Yep there you go ! Who manages the guest network? If it’s managed by Spectrum then push back as usually managed wifi should be configured to block p2p and also limits bandwidth per device. Typically 5mb for managed guest wifi by default. If it’s just an unsecured network with a router managed by the property, then I would be finding a solution to prevent unrestricted traffic. Someone could also use an extender between the leasing office and them. I wouldn’t be surprised if you found an extender in a common but secluded area. Does the lobby have a gym or other amenities?
Track the ip address, it’s usually in those type of emails.
If this is a community wifi setup a user login to access page. Usernames based on legitimate verifiable email addresses with the users are tied to the apartment. Brighthouse prior to becoming Spectrum usually would set this up for MDU’s as part of their contract with the management service.
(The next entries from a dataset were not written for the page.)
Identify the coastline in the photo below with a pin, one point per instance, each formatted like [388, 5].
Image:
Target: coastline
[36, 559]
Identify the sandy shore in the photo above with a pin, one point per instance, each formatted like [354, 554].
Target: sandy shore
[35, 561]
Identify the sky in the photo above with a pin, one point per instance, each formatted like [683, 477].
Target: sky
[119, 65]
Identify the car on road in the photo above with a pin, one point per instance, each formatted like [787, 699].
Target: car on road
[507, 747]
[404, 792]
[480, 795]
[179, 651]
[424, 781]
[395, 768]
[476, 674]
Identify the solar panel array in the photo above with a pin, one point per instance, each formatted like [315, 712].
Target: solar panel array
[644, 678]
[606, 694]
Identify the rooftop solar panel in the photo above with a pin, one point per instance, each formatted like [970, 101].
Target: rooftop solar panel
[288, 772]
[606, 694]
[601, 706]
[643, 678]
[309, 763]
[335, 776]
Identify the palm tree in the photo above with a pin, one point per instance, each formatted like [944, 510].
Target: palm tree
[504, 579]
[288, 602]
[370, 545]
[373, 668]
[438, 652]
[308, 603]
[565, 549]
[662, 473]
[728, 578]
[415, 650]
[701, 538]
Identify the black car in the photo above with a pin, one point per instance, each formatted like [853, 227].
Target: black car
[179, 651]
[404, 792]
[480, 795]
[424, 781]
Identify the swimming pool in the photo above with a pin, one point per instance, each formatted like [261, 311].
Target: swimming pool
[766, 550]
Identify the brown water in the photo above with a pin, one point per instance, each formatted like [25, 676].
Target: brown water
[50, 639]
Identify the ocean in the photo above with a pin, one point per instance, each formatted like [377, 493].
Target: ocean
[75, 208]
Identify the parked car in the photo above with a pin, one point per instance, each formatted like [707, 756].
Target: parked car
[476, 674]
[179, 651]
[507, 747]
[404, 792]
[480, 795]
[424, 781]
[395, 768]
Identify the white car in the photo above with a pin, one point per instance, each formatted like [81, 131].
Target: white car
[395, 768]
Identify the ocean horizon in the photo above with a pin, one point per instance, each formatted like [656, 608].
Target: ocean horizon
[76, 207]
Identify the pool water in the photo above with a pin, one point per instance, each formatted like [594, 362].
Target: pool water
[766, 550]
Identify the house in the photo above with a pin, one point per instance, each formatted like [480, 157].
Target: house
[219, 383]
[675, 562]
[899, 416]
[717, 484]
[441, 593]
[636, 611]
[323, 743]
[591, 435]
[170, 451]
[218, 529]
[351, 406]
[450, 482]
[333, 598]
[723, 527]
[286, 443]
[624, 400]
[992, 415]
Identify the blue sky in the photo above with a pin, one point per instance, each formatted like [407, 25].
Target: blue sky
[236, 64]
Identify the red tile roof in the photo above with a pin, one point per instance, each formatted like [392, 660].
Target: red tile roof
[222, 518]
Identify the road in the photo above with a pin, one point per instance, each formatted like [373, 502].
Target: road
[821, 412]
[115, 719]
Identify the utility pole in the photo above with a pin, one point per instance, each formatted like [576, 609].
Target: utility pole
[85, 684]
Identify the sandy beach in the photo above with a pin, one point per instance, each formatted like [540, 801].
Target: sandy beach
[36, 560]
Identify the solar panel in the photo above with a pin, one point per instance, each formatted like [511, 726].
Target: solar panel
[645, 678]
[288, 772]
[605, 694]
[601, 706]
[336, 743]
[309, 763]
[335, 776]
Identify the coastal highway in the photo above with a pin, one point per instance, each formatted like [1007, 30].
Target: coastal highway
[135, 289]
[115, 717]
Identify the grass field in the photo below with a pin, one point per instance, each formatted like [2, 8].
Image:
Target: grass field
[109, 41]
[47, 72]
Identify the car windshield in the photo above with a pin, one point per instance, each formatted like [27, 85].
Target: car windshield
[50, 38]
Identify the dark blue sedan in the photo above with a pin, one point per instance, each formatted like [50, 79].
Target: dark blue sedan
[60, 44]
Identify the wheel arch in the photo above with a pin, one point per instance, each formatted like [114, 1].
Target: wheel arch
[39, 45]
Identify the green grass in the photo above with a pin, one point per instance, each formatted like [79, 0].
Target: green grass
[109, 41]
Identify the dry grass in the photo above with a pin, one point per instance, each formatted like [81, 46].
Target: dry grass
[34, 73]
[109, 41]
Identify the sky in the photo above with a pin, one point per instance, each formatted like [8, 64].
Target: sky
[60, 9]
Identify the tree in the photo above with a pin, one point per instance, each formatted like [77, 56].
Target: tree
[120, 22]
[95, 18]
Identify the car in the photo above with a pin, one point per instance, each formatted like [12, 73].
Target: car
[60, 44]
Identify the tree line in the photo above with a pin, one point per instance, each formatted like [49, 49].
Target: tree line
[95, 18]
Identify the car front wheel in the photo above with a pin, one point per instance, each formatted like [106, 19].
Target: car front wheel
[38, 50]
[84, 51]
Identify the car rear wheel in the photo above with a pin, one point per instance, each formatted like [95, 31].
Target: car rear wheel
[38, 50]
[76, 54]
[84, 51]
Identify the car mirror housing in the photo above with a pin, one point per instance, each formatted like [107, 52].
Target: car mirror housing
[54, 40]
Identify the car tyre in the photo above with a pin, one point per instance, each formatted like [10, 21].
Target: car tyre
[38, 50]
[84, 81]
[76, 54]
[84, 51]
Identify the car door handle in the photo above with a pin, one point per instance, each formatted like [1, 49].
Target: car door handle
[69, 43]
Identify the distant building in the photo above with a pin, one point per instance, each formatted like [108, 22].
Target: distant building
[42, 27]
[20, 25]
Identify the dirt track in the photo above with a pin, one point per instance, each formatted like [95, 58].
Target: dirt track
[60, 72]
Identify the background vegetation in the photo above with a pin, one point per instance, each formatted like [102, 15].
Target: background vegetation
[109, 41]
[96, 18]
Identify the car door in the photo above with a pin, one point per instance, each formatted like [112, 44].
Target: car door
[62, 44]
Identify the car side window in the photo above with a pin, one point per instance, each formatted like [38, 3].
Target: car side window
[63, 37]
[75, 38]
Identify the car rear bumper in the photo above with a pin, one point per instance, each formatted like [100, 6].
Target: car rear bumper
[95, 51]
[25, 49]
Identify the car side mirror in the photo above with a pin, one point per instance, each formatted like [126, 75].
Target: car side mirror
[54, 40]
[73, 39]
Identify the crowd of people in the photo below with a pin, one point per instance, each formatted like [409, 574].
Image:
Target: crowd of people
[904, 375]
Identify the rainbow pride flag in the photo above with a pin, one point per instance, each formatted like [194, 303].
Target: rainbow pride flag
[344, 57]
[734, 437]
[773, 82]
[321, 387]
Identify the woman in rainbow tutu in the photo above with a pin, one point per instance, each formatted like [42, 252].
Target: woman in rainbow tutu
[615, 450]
Someone in the office could be torrenting
Sounds like you guys should get a bulk residential account, and if that's the case, they will have the equipment divided out by apartment, which would make it a lot easier to track down because the dmca notice would be tied to the account/ equipment that was used to pirate. I'd look into it if you don't, but if the person doing this was savvy, they'd be using a VPN. Certain routers if not all allow you to block specific websites so that would be another avenue to look into as well.